The DB1C video doorbell is a white and smart-looking unit with a large call button at the bottom and a camera lens at the top. It has a small but noticeable green LED that is good at drawing your attention at night. It also makes an audible beep when it detects something (this feature can be disabled), which is good at drawing people’s attention to let them know they’re being recorded.

Like all video doorbells, it allows you to have a two-way call when someone rings the doorbell, accompanied by video on your end. Pressing the doorbell’s button results in the phone displaying an incoming video call (they can’t see you, of course, because there’s no display at their end).

This review is part of TechHive’s coverage of the best video doorbells, where you’ll find reviews of the competition’s offerings, plus a buyer’s guide to the features you should consider when shopping for this type of product.

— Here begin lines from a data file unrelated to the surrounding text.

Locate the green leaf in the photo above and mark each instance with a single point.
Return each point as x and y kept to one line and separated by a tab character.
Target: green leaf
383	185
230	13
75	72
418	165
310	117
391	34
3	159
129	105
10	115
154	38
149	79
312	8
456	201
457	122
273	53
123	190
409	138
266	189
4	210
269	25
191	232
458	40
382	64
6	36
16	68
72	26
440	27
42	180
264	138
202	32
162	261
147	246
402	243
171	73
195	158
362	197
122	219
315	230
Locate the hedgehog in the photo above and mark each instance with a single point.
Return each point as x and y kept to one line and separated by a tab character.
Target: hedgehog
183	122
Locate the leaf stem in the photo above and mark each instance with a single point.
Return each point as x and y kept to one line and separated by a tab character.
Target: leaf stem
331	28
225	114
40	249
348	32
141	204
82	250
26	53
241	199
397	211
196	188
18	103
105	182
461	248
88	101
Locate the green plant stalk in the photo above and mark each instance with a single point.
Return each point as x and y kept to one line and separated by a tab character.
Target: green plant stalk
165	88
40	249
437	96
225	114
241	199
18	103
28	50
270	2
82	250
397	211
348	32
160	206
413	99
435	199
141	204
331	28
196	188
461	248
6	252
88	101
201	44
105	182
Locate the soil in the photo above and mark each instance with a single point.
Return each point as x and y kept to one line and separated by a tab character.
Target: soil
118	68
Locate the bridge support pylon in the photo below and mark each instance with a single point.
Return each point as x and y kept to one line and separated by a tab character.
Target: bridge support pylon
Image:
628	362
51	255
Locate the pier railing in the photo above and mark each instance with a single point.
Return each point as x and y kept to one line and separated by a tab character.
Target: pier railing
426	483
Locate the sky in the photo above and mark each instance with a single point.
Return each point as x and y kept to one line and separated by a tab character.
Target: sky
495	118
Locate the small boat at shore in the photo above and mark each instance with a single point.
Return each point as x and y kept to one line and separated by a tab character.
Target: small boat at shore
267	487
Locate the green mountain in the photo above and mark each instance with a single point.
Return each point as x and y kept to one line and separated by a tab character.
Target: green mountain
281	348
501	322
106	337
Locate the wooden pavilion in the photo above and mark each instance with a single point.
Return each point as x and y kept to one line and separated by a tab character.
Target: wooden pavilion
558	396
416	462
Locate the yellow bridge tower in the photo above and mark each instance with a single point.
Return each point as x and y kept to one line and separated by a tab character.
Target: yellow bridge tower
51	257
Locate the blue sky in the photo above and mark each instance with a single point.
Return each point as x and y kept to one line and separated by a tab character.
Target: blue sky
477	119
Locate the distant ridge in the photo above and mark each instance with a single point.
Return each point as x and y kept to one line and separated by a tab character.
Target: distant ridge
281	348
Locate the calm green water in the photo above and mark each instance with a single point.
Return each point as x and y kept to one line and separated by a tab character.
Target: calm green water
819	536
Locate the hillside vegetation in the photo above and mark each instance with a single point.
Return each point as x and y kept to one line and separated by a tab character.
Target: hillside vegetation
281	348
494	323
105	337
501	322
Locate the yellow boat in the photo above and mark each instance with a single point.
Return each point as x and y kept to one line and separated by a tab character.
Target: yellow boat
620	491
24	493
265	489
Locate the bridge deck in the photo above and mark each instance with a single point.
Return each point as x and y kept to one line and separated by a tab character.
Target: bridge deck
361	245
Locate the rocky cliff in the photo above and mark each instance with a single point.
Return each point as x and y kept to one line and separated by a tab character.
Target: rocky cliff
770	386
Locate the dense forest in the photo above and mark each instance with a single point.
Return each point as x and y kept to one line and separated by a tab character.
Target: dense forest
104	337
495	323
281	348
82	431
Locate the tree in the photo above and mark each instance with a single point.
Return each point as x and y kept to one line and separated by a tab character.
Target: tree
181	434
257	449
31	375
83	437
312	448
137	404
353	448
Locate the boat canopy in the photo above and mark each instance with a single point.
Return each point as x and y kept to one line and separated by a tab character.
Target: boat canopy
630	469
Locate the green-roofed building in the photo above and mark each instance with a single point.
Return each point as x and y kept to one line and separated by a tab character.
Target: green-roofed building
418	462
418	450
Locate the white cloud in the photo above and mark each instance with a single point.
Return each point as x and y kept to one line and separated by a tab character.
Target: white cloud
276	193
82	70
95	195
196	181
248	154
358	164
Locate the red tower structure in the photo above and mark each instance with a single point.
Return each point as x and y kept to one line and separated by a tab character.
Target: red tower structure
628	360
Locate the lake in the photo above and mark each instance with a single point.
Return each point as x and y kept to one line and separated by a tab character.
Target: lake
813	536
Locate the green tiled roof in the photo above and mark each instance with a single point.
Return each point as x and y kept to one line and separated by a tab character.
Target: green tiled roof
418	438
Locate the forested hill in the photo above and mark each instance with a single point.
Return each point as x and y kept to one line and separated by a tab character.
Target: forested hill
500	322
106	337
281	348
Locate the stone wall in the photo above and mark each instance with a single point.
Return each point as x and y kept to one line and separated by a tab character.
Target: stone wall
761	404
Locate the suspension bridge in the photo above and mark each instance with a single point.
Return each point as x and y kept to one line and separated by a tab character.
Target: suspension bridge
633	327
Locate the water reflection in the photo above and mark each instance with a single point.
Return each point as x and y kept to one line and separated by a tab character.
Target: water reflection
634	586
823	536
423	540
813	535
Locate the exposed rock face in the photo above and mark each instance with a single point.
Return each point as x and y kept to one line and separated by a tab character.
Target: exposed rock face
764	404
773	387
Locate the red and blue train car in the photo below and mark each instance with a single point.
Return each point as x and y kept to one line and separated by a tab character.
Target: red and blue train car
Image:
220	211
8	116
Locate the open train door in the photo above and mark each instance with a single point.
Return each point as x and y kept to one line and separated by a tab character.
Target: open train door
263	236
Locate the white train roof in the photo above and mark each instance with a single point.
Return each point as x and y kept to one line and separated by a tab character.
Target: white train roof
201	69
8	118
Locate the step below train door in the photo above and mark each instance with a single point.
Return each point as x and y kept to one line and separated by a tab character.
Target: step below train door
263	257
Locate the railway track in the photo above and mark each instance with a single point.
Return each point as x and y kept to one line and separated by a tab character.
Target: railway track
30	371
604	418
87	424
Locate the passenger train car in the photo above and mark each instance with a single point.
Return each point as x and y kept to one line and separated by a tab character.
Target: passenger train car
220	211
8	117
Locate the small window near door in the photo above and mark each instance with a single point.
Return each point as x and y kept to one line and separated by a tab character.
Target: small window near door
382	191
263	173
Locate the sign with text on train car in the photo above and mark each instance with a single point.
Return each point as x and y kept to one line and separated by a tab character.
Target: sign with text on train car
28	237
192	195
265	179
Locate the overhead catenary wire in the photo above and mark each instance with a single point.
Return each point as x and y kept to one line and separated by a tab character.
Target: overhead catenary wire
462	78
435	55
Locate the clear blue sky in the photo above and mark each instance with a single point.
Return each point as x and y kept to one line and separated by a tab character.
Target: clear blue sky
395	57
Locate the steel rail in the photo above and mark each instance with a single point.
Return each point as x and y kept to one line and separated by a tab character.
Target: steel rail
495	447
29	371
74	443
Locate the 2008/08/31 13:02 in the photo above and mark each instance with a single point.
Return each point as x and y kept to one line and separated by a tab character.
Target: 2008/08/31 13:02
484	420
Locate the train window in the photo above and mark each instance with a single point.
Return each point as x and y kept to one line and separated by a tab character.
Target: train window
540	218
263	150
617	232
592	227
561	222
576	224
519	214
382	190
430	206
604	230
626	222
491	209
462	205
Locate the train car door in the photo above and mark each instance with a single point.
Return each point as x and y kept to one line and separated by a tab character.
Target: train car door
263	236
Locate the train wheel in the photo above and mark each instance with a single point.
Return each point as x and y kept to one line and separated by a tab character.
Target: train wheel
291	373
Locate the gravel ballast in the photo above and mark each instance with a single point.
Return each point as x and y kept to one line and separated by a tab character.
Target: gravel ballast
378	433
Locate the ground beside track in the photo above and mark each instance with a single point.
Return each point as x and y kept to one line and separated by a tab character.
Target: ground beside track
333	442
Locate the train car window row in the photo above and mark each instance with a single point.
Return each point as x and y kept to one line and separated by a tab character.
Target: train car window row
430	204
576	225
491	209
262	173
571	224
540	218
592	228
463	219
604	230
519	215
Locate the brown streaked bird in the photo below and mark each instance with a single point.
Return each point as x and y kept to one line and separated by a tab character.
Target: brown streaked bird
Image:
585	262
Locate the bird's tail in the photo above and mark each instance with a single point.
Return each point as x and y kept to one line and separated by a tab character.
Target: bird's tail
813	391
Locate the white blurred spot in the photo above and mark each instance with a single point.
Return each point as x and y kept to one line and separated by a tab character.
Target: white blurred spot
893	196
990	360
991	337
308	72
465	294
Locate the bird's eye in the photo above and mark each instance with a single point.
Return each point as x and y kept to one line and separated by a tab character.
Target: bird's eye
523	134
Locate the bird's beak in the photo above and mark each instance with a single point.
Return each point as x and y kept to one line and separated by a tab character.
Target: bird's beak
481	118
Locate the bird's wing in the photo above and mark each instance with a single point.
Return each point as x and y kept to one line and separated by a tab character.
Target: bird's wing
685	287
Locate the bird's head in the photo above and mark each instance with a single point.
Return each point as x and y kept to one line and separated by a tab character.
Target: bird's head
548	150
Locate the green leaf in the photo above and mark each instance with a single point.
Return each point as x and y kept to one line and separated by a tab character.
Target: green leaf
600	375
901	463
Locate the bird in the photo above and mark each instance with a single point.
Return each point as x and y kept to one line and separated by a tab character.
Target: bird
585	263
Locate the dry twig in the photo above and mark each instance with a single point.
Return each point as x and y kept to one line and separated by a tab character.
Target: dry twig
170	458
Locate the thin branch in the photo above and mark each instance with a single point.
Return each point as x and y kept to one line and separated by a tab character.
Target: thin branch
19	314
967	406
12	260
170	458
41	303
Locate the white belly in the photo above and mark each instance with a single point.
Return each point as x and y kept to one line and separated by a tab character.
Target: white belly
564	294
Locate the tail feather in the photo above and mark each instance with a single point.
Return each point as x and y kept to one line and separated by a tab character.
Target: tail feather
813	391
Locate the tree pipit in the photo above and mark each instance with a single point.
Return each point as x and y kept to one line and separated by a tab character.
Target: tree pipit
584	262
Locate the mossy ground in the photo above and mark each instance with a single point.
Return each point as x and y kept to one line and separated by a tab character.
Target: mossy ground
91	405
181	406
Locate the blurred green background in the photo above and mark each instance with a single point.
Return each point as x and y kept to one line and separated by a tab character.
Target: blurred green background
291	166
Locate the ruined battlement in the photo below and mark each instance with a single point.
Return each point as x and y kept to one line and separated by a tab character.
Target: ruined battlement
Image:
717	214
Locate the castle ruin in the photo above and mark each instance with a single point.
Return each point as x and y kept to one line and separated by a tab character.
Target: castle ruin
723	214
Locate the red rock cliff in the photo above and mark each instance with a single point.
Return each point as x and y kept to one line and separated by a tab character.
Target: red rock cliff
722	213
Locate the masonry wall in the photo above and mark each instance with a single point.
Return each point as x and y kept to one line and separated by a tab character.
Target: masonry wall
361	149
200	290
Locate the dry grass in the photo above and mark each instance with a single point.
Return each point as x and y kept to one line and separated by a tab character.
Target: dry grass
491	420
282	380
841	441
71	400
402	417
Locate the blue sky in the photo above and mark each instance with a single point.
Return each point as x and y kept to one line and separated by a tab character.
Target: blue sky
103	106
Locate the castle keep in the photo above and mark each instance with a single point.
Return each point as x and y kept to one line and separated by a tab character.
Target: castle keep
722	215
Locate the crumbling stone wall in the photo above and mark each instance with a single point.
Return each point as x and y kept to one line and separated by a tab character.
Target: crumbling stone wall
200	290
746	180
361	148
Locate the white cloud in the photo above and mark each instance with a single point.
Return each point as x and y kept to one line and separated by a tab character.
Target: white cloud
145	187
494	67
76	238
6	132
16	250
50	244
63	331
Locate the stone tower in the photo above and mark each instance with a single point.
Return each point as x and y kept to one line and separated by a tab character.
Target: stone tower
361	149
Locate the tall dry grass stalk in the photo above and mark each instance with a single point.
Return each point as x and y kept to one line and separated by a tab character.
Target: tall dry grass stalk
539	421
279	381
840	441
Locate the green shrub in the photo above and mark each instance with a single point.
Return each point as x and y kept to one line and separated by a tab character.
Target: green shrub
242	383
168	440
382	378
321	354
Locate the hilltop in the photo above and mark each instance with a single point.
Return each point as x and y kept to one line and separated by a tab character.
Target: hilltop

The ability to store clips locally is a great feature. I always like to see this in doorbells as it shows the company has thought more about user convenience than selling a cloud subscription.

ezviz db1c installed Martyn Williams / IDG

The EZVIZ DB1C mounted for testing.

The doorbell has a slot for a microSD card and can be set to record everything there instead of to the cloud. This is great if you’re concerned about the security of sensitive information in the cloud, and also means you don’t need to subscribe to a storage plan to get the most from the unit.

If you choose the cloud option, EZVIZ charges $5 per month for 3 days of video storage, $7 per month for 7 days, and $13 a month for a 30-day history.

There is also a third option for storage that I didn’t investigate: a network video recorder (NVR). EZVIZ makes one and the company’s website says it can work with other brands, too, but this isn’t specified. If you already have a camera network in your home, this is an option worth investigating.

210728 ezviz 3 Martyn Williams / IDG

Pick your distortion: The fisheye view the camera sees, or a corrected view that makes object look a little thinner than they actually are.

Using local storage gives you the option to record all day long, not just when motion or a button press triggers the camera to capture a clip. The doorbell can accept microSD cards up to 256GB in size, which you can format directly from the app. But if you do want all-day recording, the NVR option will be much more practical.